Advances in Research Synthesis in Healthcare Research
Conference
Abstract
Research synthesis (i.e. systematic review and meta-analysis) is the integration of existing knowledge and is the cornerstone of evidence-based medicine, exerting major influence in shaping public health policy and clinical practice, as it resolves seemingly contradicting research findings pertinent to a topic. However, some methodological limitations and challenges in research synthesis urgently need to be addressed to enable timely and high-quality evidence-based practice. In this IPS session, we will discuss limitations of current methods and provide robust alternatives.
Limitation 1: We are in the era of information explosion, with over 10,000 publications indexed per day in Scopus. As a result, well-conducted systematic reviews are often time-consuming (6 months to 2 years) and resource-intensive (up to $200,000). Such long periods are often not practical, when policymakers need timely evidence for decisions that could have huge social, economic, and health implications.
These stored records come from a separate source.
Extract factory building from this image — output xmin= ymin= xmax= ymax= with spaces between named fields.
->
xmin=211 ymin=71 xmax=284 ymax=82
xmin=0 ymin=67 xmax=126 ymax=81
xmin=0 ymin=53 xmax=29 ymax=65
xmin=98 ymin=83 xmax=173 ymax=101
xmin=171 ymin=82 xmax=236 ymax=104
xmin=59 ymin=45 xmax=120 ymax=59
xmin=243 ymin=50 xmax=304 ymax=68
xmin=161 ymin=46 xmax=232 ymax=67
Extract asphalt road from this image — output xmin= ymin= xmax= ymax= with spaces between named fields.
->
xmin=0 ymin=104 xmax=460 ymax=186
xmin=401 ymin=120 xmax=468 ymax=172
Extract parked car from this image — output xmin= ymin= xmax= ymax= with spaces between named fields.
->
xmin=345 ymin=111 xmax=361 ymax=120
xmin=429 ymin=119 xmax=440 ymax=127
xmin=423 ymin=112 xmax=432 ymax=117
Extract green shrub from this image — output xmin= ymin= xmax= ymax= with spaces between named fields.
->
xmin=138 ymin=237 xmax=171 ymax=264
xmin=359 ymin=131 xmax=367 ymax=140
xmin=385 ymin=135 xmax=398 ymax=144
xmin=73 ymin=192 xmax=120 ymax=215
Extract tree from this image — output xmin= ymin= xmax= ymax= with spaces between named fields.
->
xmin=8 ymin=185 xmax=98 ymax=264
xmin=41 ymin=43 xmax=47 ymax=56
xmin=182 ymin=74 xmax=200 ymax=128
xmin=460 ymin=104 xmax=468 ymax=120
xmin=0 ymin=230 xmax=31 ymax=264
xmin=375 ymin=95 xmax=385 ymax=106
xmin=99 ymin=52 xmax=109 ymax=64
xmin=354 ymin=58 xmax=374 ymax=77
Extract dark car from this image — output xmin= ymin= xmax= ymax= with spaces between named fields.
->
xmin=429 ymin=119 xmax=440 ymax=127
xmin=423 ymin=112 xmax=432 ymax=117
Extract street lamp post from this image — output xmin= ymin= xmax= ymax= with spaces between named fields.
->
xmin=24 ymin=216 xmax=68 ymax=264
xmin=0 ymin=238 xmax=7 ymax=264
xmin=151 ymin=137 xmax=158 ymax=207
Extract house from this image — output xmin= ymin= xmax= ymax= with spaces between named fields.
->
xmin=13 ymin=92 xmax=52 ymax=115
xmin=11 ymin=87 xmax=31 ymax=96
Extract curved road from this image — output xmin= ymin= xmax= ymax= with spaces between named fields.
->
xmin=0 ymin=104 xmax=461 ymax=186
Limitation 2: Research synthesis aims to compile all available evidence; however, in practice, researchers frequently face studies that report the same outcome differently, such as a continuous variable (e.g., scores for rating depression) or a binary variable (e.g., counts of patients with depression dichotomized by certain latent, unreported depression scores). Current methods to combine binary and continuous outcomes may be inaccurate when effect sizes are large or cut-off values for dichotomizing binary events are extreme.
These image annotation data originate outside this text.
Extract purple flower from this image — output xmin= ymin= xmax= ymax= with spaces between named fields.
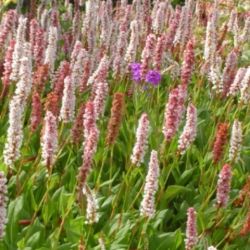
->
xmin=129 ymin=63 xmax=141 ymax=82
xmin=146 ymin=70 xmax=161 ymax=86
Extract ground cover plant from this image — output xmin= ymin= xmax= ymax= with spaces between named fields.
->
xmin=0 ymin=0 xmax=250 ymax=250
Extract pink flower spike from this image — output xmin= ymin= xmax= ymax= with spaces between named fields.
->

Limitation 3: Randomised controlled trials are often not powered to assess safety outcomes and adverse events. Meta-analysis can increase the power; however, data extraction errors can have an impact on the pool estimates. Currently, it is unknown what are the extents, most common mistakes, and the impact of data extraction errors on recommendations of safety outcome meta-analyses.
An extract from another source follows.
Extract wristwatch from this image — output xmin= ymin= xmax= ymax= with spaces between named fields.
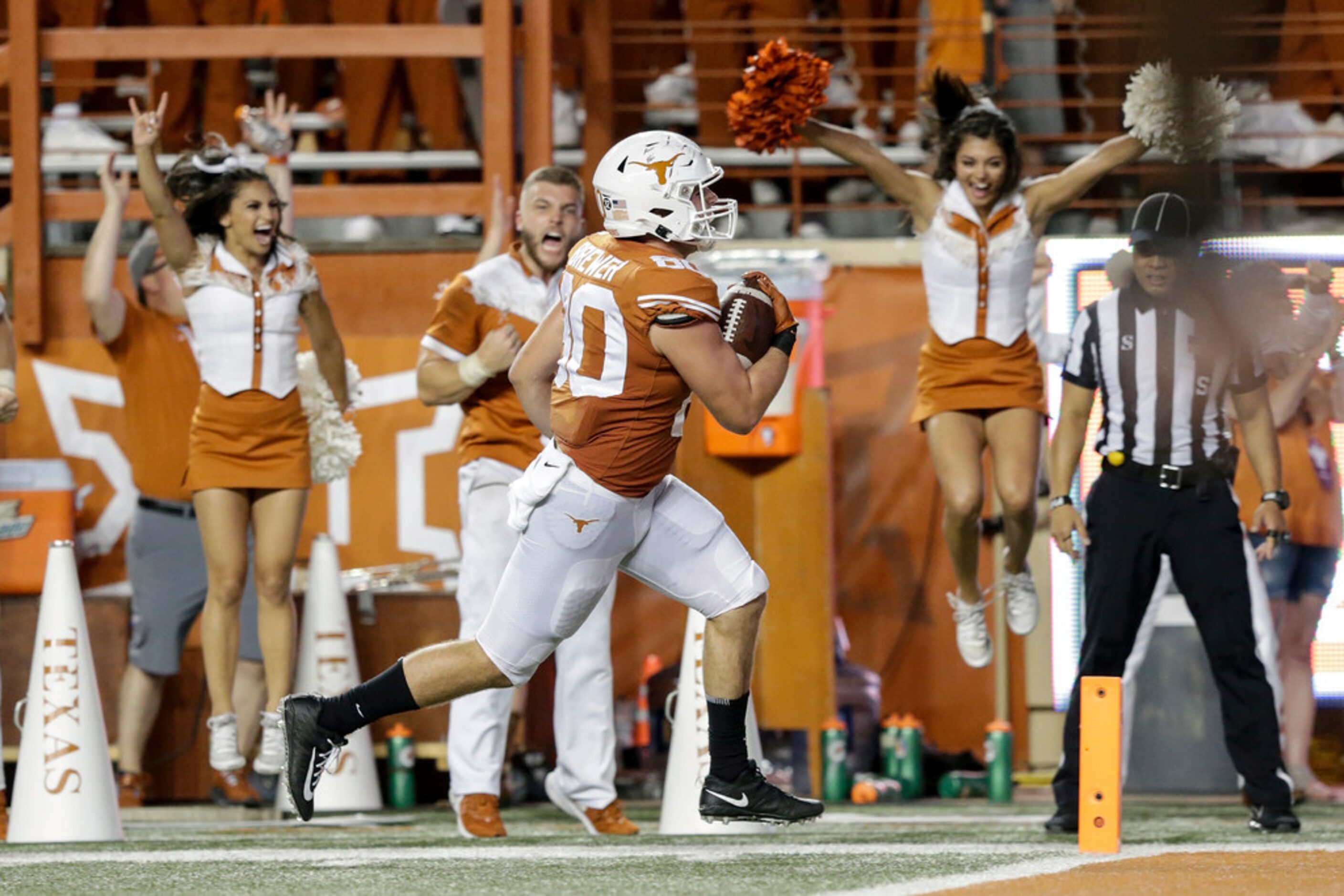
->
xmin=1260 ymin=489 xmax=1292 ymax=511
Limitation 4: Meta-analysis is often used to synthesise proportions including estimates of disease frequency like incidence or prevalence. In order to obtain better approximation of such data to the normal distribution, researchers use variance-stabilizing transformations including logit, arcsine-square-root, or Freeman–Tukey double-arcsine transformations. Despite the increasing usage, researchers have expressed concerns about the performance of the various transformations.
To address these limitations, in this session we will
1. present robust rapid synthesis approaches by limiting the inclusion of studies by year or publication and number of publications, and the trade-off between workload and precision of point estimates of these approaches;
2. present a Bayesian hierarchical model for combining standardized mean differences and odds ratios in the same meta-analysis;
3. report findings of a large reproducibility study identifying the most common types of errors, the impact of these errors in pooled estimates, and provide recommendations to reduce data extraction error;
4. report findings of simulation studies using MCMC method for estimating the performance of the natural estimator, logit transformed estimator, and Freeman-Tukey double arcsine estimator.